Stanze tristi dagli armadi pericolanti e i bagni perdenti che è solo mancanza di cura e di gusto, non certo di investimenti.
Animazione che faceva ridere e non certo nel senso di rendere la vacanza piacevole. Spettacoli inquietanti, gite saltate senza preavviso con clienti ad aspettare sotto il sole cocente, gite andate a buon fine che era meglio saltassero. Unico vero successo la baby dance. Soprattutto per l’entusiasmo dei genitori, che pur di mostrare le capacità artistiche dei propri figli, sarebbero capaci di apprezzare anche Erode se si prestasse a farli ballare. Animazione decadente, rappresentativa del pressappochismo, del tirare a campare, dello scarso impegno che si pensa basti e invece non basta affatto. Ma se l’animazione si poteva comunque evitare, lo stesso non si poteva fare con la colazione e con la cena. Non parlo del cibo, senza infamia e senza lode, ma della gestione del ristorante. Fantastico sentire i camerieri discutere animatamente in cucina, sia al mattino che alla sera, e poi vederli uscire con indifferenza in sala inconsapevoli di avere tutti gli occhi addosso.
Meno fantastico dover rispondere in un secondo su cosa preferire bere per colazione o scegliere il menù per la cena, pena il loro innervosirsi come se gli stessimo facendo perdere tempo in una gara non meglio identificata. Meno fantastica ancora la volontà di toglierci da sotto i piatti chiedendoci in continuazione se avessimo finito. Che a dire il vero mi sono sentita un po’ a casa.

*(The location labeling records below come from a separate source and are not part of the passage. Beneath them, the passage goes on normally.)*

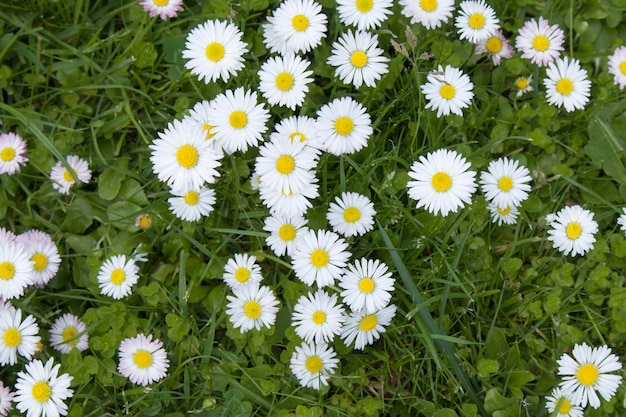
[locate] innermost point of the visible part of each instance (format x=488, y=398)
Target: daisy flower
x=12, y=153
x=497, y=46
x=617, y=67
x=162, y=8
x=351, y=214
x=182, y=157
x=62, y=179
x=17, y=336
x=284, y=232
x=313, y=364
x=540, y=42
x=476, y=20
x=69, y=332
x=16, y=270
x=238, y=120
x=215, y=50
x=320, y=257
x=191, y=204
x=367, y=285
x=448, y=90
x=297, y=26
x=252, y=307
x=587, y=374
x=317, y=317
x=572, y=230
x=442, y=183
x=142, y=360
x=364, y=14
x=567, y=84
x=562, y=404
x=358, y=59
x=241, y=270
x=285, y=80
x=364, y=328
x=505, y=183
x=117, y=276
x=40, y=391
x=344, y=126
x=429, y=13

In quelle occasioni in cui mamme e zie si vogliono sbrigare a risolvere la faccenda della numerosa tavolata portandoti via il piatto a metà.
Certo che quando sono arrivati alla lotteria sui dolci (‘Chi lo prende stasera che non c’è per tutti??!’) e ancor di più sui cucchiaini (‘La colpa non è nostra, la gente se li porta via e sono finiti!’), ci siamo ritirate per loro manifesta superiorità. Non prima di avergli manifestato il nostro disagio. A cui è stato risposto che ‘Non era colpa loro ma solo della gente che volevano fare i furbi’.
Un villaggio senza responsabilità e soprattutto senza responsabile.
Triste icona dei nostri tempi. Una nave senza nocchiero in cui tu hai sempre ragione ma la colpa non è mai di nessuno!
Non ci torneremo ma lo faranno altri inconsapevoli. La bellezza della natura e del paesaggio inebriano e fanno dimenticare il resto. Peccato che non si riesca a mettere a reddito la meravigliosa accoglienza del sud. Quella ce l’hai solo nelle case e nelle famiglie. E pensare che se messa a disposizione del turismo varrebbe tanto di più anche del mare.